Python tutorials > Advanced Python Concepts > Concurrency and Parallelism > What are processes (`multiprocessing`)?

What are processes (`multiprocessing`)?

Understanding Processes with multiprocessing in Python

This tutorial explores the concept of processes in Python, specifically how to leverage the multiprocessing module to achieve true parallelism. We will delve into the creation, management, and communication between processes, providing practical code examples and explanations.

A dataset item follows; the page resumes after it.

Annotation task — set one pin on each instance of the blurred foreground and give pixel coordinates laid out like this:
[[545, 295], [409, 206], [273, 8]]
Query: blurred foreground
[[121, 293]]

Introduction to Processes and multiprocessing

What are Processes?

In the context of computing, a process is an instance of a program in execution. It has its own memory space, resources, and system threads. Unlike threads within a single process, processes run independently and do not share memory by default. This isolation prevents issues like race conditions and deadlocks that can occur when multiple threads access shared resources concurrently.

Why use multiprocessing?

The multiprocessing module in Python allows you to spawn processes much like threads. However, the key difference is that processes sidestep the Global Interpreter Lock (GIL) limitation of CPython, enabling true parallel execution on multi-core processors. This is crucial for CPU-bound tasks where significant performance gains can be achieved by distributing the workload across multiple cores.

Creating and Starting Processes

Code Explanation

  1. Import multiprocessing: We start by importing the necessary module.
  2. Define a Worker Function: The worker function represents the task that each process will execute. In this example, it performs a computationally intensive task (calculating the sum of squares) to simulate CPU-bound work.
  3. Create Process Objects: Inside the if __name__ == '__main__': block (which is essential for multiprocessing on some operating systems like Windows), we create a list of Process objects. Each Process is initialized with:
    • target: The function to be executed (worker).
    • args: A tuple of arguments to pass to the worker function.
  4. Start the Processes: We iterate through the list of processes and call the start() method on each one. This creates a new process and begins executing the worker function within it.
  5. Join the Processes: The join() method blocks the main process until the corresponding process has completed its execution. This ensures that the main program waits for all worker processes to finish before exiting.

import multiprocessing

def worker(num):
    """Worker function to be executed in a separate process."""
    print(f'Process {num}: Starting')
    # Simulate some work
    result = sum(i * i for i in range(1000000))
    print(f'Process {num}: Finished, Result: {result}')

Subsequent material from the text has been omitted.